Hours of James IV of Scotland

The 1503 resulting in Ghent or Bruges prayer book of James IV of Scotland and his wife Margaret Tudor is a book of hours, the painting of the high points of Gothic Ghent-Bruges reputed schools counts. It is now in the Austrian National Library in Vienna ( Austrian National Library Inventory, Codex Vindobonensis 1897).

The prayer book consists of 493 pages, which are adorned with some 65 full-page miniatures. All pages are edged with sidebars containing in great detail representations of flowers and leaves, and small creatures. The book was probably created jointly by several artists in a workshop. Among the pictures can be found in the calendar twelve full-color landscape images with signs of the zodiac. Also, it contains two donor portraits, this show James IV of Scotland and his wife Margaret Tudor, works that were painted with great certainty only after other completion of the book on released sides and after these portraits designated by the with a Notnamen book painter Jacob IV of Scotland come.

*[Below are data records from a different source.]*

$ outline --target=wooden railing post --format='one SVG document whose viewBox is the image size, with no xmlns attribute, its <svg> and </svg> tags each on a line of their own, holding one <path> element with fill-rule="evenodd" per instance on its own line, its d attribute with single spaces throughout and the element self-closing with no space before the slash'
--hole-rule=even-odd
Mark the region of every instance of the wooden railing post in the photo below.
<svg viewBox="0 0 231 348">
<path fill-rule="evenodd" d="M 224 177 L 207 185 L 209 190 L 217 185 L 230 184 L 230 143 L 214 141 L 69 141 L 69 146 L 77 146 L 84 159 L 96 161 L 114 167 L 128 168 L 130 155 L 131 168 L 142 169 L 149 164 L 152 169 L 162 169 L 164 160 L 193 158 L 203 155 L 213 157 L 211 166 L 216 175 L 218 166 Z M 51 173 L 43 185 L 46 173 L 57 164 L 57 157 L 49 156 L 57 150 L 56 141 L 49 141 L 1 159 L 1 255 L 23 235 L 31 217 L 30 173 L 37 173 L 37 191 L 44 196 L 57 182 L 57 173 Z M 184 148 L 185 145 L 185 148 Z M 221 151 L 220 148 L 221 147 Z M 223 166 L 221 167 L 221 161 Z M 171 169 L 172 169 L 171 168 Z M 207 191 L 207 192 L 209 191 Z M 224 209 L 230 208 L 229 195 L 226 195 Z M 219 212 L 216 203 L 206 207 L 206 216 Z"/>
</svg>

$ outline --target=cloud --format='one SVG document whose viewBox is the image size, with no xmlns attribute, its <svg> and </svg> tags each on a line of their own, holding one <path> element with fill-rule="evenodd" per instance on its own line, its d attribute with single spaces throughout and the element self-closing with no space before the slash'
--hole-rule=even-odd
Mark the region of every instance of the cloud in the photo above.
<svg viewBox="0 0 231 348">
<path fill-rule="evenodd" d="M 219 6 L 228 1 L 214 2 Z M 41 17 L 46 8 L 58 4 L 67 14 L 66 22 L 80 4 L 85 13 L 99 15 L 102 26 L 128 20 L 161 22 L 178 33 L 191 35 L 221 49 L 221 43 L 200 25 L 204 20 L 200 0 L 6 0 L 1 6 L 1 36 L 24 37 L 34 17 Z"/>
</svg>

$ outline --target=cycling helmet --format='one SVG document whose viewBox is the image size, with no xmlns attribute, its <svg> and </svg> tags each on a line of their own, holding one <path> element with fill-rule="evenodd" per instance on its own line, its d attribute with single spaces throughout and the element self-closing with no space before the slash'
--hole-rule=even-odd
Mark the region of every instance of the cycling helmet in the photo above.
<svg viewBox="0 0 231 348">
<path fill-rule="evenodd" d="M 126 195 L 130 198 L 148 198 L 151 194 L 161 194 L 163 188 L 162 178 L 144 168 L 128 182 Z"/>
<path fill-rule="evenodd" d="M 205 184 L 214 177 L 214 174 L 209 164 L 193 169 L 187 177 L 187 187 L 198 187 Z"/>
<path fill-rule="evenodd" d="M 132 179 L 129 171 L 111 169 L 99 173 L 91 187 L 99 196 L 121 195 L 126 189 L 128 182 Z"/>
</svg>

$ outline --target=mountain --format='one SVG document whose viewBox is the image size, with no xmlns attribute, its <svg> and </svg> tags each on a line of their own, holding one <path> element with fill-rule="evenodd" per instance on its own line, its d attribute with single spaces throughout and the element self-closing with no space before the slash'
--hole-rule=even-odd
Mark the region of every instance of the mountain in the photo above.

It is believed that prayer book was a wedding gift from Jacob or any other Scottish nobles to Margaret. Show pictures of Jacob before an altar on which the patron of Scotland, the apostle Andrew is to see and Margret is painted in veneration of the Mother of God. The Wedding of Jacob and Margret occurred in 1503 in Scotland instead, and the book is further provided with pictures, the coat of arms of the Scottish royal house. The prayer book has a special meaning as a memento of a special event in the history of Scotland and shall continue as an important example of Gothic manuscript illumination in the Netherlands.

The book is sometimes considered as a common work of Gerard Horenbout, court painter to the Governor General of the Netherlands, Margaret of Austria, and the Maximilians- master, two of the most important representative of Flemish book art. This identification is not necessarily clearly detectable.